I had to open my letter and put this in. It’s 1:30 in the morning. I just got off the phone with Keith! We talked for 2 hours!!! He just got back from Utah and went over to spend the night at Bobby Langer’s house. Bobby lives across town. I just walked in and the phone rang and it was Keith. He said he called three times earlier but I wasn’t home. I said no, I wasn’t home. None of his beeswax. We just talked about what we were doing and that shit until Keith said, “Know what?”

“No, what?”

“I’m drunk.”

“Oh.”

“Know why?”

“No, why?”

“How long have we been broken up?”

“About a week, I guess.”

“Seems like a year.” Then silence.

I said, “What the hell are you talking about?” but I knew.

“I’m trying to forget you but it won’t work.”

“Oh.” I’m about in tears.

“Martha, do you still feel for me?”

I didn’t know what to tell him. I half love him and half hate him. “Ask me that question when you’re sober.”

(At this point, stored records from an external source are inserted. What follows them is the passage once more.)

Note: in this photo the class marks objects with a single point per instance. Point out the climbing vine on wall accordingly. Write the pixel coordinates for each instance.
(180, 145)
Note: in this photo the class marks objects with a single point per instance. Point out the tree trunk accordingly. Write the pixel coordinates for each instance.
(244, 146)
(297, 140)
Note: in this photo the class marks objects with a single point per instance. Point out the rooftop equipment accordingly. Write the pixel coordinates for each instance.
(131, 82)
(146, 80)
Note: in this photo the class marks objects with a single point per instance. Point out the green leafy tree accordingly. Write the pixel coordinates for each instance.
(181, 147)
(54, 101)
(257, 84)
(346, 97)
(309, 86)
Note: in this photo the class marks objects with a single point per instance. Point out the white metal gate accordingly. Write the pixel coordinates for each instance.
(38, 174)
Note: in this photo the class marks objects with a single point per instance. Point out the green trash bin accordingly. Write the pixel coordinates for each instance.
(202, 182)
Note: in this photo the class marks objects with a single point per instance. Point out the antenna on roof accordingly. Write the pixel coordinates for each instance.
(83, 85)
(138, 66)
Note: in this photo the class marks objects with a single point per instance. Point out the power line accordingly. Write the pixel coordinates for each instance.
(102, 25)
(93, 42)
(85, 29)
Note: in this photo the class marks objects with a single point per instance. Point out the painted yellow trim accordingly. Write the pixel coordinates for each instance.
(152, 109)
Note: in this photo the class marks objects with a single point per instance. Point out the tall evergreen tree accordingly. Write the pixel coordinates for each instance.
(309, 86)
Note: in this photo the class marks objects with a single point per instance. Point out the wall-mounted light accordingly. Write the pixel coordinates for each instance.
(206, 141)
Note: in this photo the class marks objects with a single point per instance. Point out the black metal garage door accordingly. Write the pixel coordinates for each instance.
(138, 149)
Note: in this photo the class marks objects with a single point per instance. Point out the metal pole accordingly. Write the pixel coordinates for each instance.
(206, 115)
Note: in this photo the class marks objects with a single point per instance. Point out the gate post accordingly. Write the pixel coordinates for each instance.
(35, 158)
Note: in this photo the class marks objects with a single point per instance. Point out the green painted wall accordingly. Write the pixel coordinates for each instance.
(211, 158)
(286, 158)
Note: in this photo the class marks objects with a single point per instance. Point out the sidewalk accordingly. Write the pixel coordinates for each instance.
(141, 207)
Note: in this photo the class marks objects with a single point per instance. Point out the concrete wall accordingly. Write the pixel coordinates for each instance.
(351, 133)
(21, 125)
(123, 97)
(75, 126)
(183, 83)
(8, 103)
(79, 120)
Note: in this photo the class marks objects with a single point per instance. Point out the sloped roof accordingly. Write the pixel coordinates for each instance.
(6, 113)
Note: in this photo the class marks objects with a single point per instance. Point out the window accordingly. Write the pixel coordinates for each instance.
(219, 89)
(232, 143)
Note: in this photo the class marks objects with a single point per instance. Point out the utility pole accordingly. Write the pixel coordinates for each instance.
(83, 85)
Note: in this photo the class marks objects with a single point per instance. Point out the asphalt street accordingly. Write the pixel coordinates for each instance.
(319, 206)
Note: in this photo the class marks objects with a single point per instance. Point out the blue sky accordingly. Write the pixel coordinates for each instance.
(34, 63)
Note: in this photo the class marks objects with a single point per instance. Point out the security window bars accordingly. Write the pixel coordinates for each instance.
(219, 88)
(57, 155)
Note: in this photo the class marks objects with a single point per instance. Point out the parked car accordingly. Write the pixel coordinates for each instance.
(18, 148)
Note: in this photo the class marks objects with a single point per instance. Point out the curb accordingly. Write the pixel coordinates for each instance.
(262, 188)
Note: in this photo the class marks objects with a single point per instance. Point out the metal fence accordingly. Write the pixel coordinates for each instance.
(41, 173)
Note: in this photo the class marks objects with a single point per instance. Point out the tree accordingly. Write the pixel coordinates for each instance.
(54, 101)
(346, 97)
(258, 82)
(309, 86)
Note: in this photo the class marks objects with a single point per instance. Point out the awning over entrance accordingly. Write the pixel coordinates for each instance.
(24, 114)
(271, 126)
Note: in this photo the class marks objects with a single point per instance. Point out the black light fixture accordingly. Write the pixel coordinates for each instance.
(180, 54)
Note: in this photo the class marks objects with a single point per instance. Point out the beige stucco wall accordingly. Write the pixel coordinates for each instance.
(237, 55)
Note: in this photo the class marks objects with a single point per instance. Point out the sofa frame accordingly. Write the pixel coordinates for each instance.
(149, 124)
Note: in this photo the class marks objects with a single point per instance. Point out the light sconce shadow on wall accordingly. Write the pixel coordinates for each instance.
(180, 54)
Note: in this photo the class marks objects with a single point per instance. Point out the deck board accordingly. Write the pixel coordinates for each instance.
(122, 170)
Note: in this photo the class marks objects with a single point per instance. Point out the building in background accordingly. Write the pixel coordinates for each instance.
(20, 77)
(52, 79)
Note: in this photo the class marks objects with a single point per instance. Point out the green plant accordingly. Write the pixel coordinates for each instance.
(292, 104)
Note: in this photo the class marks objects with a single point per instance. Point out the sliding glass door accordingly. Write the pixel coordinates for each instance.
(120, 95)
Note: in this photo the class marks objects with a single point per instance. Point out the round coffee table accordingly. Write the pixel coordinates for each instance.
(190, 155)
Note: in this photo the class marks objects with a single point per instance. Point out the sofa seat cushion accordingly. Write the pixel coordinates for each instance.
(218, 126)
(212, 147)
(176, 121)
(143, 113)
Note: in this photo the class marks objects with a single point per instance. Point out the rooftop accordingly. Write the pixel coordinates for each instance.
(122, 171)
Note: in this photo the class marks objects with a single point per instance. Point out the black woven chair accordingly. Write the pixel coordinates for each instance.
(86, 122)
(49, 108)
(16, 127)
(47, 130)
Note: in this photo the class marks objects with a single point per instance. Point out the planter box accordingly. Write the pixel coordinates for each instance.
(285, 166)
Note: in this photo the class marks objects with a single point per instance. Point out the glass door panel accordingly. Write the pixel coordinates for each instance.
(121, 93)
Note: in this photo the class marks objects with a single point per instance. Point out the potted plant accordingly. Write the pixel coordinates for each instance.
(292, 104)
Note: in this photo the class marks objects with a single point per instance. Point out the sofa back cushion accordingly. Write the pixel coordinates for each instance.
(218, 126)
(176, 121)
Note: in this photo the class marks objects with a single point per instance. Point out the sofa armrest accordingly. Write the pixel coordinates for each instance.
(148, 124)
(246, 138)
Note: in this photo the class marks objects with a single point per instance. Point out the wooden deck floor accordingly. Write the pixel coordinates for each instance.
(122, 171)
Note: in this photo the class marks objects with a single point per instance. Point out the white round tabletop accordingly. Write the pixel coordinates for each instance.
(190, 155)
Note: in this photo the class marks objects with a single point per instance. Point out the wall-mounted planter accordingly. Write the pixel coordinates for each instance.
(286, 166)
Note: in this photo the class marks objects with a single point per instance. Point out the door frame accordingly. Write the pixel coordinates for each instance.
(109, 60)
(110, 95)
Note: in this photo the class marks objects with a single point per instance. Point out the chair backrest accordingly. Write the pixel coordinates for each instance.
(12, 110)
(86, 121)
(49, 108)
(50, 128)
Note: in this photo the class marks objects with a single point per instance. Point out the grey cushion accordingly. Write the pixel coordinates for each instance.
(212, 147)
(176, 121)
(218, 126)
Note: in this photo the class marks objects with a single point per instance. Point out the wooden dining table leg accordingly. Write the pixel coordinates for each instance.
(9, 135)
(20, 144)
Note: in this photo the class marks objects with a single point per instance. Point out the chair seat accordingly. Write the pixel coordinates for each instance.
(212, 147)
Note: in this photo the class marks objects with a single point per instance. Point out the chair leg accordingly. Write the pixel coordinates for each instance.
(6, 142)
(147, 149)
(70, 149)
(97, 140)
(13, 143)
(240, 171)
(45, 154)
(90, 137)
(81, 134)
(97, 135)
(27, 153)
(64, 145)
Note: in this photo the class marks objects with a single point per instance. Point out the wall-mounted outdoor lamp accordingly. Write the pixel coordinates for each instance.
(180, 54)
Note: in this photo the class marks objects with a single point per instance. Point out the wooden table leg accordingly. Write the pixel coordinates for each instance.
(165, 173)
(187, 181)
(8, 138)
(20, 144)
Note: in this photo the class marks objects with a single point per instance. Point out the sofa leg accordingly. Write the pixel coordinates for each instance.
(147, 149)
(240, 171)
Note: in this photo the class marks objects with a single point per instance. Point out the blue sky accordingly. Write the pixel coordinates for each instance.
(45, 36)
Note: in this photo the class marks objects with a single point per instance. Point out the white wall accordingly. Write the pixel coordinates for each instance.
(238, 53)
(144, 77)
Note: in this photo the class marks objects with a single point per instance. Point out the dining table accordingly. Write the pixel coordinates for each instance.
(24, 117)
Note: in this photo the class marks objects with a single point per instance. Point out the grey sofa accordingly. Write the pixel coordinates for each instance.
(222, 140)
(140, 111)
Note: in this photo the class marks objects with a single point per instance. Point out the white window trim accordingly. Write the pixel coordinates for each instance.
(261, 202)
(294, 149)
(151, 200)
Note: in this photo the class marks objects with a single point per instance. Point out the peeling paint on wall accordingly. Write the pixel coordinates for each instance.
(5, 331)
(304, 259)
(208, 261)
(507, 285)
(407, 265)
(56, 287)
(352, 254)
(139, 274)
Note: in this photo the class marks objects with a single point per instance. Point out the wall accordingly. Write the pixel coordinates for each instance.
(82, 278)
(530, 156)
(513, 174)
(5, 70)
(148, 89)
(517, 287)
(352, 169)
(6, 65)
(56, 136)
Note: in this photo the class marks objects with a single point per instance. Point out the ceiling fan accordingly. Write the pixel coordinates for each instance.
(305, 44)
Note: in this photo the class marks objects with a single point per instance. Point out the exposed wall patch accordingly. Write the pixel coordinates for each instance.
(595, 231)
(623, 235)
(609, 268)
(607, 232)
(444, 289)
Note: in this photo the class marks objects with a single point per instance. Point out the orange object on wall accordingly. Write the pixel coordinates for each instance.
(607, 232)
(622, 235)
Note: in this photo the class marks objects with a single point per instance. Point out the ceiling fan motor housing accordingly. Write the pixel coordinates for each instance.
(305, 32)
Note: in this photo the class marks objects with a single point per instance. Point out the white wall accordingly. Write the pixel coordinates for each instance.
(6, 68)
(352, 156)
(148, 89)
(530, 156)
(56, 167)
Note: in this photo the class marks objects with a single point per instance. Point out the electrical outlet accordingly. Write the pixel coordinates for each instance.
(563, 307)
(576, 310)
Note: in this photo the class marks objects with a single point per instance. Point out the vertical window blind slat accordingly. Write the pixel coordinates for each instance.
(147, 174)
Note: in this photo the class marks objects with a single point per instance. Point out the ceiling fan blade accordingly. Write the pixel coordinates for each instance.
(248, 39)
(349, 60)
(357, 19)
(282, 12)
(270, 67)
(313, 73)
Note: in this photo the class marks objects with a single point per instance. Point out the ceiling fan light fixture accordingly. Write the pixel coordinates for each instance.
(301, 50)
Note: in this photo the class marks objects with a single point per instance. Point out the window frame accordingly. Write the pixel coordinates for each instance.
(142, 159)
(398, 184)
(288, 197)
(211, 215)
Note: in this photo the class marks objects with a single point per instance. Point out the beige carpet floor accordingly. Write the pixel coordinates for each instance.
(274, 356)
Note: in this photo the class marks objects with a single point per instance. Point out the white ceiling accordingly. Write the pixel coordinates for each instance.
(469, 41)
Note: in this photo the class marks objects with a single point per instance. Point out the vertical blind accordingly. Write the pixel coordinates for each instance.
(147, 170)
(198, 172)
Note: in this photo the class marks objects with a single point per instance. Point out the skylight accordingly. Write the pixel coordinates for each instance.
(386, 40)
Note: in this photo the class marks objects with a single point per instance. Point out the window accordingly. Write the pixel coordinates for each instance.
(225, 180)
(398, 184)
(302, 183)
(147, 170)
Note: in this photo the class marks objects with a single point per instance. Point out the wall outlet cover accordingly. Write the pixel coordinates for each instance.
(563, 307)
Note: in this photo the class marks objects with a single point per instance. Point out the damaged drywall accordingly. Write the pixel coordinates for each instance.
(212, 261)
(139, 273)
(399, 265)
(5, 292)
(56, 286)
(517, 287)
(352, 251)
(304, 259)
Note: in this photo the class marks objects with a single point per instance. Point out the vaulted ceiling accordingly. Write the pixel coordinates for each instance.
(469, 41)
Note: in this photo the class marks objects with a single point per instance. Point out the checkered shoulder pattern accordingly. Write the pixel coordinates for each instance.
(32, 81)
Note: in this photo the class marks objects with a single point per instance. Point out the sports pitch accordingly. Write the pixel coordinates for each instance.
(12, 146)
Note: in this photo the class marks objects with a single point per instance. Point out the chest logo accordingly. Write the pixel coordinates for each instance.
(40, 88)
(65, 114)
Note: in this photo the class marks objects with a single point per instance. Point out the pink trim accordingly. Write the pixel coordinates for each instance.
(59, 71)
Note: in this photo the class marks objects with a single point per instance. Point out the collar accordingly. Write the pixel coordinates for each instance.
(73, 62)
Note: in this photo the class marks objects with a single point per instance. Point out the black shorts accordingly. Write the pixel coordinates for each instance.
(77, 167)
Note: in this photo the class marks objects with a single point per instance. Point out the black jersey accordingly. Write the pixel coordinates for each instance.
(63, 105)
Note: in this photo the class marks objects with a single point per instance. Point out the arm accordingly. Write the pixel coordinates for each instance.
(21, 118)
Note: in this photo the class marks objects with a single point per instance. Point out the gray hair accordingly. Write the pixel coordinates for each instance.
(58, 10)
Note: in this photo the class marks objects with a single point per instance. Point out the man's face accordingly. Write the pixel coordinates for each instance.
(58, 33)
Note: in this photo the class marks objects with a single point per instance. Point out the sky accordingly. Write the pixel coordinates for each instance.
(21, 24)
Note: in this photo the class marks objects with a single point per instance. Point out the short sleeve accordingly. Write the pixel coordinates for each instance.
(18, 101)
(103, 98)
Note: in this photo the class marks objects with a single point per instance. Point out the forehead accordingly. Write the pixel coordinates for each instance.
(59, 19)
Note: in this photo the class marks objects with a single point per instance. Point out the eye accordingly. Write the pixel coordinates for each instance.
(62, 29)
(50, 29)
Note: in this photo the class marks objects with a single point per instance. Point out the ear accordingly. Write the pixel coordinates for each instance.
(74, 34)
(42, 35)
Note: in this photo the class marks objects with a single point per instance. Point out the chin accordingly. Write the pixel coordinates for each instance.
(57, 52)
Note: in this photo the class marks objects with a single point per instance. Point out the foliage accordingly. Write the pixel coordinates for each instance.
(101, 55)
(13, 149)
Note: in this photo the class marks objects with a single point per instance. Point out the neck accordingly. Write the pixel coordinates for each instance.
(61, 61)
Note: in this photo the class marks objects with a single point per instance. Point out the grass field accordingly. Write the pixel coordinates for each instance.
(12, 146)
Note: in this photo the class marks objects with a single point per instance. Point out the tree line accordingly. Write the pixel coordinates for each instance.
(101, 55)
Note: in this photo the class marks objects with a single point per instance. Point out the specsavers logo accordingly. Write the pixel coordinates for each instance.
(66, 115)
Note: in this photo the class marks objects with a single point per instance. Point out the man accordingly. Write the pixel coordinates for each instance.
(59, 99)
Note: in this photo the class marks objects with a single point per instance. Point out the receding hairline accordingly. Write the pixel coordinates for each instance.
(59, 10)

I’m hoping he won’t remember. Anyway, I just wanted to tell you that before I mailed this. Maybe you can make some sense out of the whole thing. I can’t.

Bye,

Martha


I just wrote you to tell you I have absolutely nothing to write about. Except this: we went to Jesus Christ Superstar last night. Me and Keith and Pete and Barb and Jack went together. It had to be the greatest thing I’ve ever seen. I was sobbing by the time the thirty-nine lashes came around. I can’t even describe how fantastic it was!

Yes, Keith and I are back together. I can’t stop thinking about him. I think I’m mentally ill. Love is a fucking hassle.